PRASLIN, Seychelles – Researchers associated with Praslin’s Vallee de Mai Special Reserve have expressed their intention to investigate the consequences of tourism on this UNESCO World Heritage site in the future. Annabelle Constance, the project and science coordinator for the Seychelles Islands Foundation (SIF), outlined these research plans during a symposium held on Thursday to commemorate the 40th anniversary of Vallee de Mai’s World Heritage designation.
According to Seychelles News Agency, the Vallee de Mai, renowned as Seychelles’ most frequented natural site, has yet to undergo a comprehensive study on how human activity affects its environment. She highlighted that assessing the impacts of tourism is slated to be a primary research focus in the ensuing years. The reserve, noted for its pristine palm forest, is home to the endemic coco de mer and five other unique palm species.
The Vallee de Mai met all four criteria for natural sites when it was honored as a World Heritage site by UNESCO in 1983. These criteria encompass natural beauty, geological and evolutionary importance, ongoing biological processes, and contributions to biodiversity and conservation efforts.
The stewardship of the Vallee de Mai, along with the Aldabra Atoll and the Fond Ferdinand Nature Reserve on Praslin, falls to the SIF. This public trust is charged with safeguarding and administering the UNESCO World Heritage properties of the archipelago.
The reserve reported over 110,000 visitors in 2022, emphasizing the necessity, from SIF’s perspective, of grasping and controlling the enduring effects of tourism on this cherished location.
Dr. Frauke Fleischer-Dogley, SIF’s chief executive, in her efforts to broaden public engagement, stressed the importance of acknowledging the site not only as a tourist destination but also as a hub of scientific inquiry.
President Wavel Ramkalawan of Seychelles, in his capacity as patron of SIF, implored all residents who have not yet explored the Vallee de Mai to experience firsthand its wonders, likening the reserve to a national treasure.
The Vallee de Mai stands as one of only two natural habitats for the coco-de-mer in Seychelles, recognized for its global ecological significance. Additionally, it serves as the exclusive breeding site for the black parrot, the national bird of Seychelles.

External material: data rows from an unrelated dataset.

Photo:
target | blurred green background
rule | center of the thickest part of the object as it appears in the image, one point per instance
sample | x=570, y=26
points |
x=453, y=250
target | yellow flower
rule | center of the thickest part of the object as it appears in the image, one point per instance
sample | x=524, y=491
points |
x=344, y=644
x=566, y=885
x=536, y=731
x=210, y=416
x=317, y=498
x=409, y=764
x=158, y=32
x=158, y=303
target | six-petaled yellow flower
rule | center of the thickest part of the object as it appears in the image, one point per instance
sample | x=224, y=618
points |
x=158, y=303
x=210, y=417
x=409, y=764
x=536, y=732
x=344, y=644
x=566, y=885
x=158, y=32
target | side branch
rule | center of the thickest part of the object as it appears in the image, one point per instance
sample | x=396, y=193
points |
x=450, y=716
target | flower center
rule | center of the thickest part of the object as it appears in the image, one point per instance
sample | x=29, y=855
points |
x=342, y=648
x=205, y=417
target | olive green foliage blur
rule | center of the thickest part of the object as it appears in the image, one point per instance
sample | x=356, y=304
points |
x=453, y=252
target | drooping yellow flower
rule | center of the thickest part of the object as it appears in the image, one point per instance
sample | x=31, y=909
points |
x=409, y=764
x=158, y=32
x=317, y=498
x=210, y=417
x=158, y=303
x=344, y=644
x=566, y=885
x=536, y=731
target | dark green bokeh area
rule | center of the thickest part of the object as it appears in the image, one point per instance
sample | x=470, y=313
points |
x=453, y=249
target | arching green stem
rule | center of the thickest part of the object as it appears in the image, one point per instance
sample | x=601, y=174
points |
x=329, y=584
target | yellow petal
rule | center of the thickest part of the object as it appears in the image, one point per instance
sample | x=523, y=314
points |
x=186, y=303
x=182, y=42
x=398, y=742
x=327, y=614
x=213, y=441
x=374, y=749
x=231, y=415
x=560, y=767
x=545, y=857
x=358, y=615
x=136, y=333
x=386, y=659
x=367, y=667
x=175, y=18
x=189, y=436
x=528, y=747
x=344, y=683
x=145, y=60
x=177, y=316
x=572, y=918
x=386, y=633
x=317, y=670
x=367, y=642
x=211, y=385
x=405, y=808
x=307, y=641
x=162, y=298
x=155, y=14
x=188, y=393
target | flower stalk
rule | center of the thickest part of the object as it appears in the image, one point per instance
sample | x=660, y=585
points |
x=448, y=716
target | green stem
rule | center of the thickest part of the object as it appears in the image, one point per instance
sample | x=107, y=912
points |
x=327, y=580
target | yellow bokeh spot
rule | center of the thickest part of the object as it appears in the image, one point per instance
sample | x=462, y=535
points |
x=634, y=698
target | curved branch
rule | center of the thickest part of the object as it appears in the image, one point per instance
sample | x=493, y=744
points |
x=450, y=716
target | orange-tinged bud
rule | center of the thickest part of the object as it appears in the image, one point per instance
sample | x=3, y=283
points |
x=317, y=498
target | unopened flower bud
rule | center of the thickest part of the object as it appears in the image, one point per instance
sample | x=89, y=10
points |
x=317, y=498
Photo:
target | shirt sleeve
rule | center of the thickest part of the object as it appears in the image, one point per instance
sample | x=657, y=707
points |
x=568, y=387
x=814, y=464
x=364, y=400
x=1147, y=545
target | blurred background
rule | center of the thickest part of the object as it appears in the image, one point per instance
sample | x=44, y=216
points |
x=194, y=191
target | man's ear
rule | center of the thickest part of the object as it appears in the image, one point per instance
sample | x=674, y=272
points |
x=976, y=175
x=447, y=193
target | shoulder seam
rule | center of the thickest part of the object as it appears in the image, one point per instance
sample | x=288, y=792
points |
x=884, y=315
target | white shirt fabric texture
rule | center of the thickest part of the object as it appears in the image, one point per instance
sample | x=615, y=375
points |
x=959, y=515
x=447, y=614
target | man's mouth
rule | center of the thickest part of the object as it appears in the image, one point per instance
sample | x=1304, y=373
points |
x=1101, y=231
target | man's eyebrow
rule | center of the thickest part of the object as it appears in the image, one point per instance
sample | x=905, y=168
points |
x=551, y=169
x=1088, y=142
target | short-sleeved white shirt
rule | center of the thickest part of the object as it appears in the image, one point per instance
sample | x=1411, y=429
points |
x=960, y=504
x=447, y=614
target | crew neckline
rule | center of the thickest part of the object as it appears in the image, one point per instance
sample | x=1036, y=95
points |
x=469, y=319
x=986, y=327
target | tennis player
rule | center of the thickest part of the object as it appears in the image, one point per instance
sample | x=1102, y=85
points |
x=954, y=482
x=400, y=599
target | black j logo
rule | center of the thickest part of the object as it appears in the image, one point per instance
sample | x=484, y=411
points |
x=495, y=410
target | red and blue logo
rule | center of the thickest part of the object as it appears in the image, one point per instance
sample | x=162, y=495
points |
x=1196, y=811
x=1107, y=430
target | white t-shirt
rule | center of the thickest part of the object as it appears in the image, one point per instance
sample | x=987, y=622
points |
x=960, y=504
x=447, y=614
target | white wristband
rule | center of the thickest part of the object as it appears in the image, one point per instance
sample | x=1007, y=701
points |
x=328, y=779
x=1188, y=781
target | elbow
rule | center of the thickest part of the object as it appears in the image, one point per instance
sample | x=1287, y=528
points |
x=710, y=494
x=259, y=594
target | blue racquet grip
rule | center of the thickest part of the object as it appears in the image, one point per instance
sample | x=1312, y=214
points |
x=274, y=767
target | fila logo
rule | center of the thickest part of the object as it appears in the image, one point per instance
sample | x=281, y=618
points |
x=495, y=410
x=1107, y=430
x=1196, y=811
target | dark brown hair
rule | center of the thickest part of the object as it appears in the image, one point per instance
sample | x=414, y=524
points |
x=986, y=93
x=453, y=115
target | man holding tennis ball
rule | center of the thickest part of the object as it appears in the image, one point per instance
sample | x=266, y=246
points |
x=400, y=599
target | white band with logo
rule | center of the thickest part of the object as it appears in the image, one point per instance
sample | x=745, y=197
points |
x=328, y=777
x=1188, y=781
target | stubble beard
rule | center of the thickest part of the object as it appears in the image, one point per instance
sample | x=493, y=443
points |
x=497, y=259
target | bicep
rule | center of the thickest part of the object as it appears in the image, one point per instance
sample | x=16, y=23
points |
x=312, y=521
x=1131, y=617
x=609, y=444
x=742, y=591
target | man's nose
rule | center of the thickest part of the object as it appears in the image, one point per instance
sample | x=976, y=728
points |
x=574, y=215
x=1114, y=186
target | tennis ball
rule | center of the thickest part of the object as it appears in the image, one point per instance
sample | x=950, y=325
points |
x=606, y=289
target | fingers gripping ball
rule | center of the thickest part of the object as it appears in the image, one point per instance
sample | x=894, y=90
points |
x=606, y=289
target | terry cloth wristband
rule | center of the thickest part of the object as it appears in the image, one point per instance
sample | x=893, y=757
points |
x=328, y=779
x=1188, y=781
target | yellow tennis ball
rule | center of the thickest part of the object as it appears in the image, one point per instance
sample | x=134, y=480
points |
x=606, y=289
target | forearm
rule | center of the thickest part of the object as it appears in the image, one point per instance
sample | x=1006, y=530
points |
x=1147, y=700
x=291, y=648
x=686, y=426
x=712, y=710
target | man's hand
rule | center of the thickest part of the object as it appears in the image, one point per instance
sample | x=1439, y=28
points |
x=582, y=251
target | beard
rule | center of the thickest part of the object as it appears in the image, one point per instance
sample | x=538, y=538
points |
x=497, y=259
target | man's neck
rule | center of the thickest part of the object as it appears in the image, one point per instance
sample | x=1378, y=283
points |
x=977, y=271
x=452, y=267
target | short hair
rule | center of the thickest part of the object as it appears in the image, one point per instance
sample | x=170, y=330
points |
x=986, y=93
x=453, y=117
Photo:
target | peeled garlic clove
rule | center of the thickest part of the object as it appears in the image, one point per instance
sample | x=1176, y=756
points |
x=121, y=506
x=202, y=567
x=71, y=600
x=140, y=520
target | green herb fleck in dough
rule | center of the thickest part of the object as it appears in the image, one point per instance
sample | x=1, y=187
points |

SIF’s pioneering efforts in conservation have established it as the foremost local entity in this field, with a management philosophy that harmonizes conservation, research, education, and tourism, especially between Vallee de Mai and Aldabra Atoll.
With a focus on scientific research, SIF is committed to fostering and refining the evidence-based strategies for conserving the biodiversity and unique ecosystems within its care.
Fleischer-Dogley closed her remarks by reflecting on Seychelles’ dedication to preserving the authenticity of the Vallee de Mai, maintaining its historical essence through sustained efforts in conservation and management.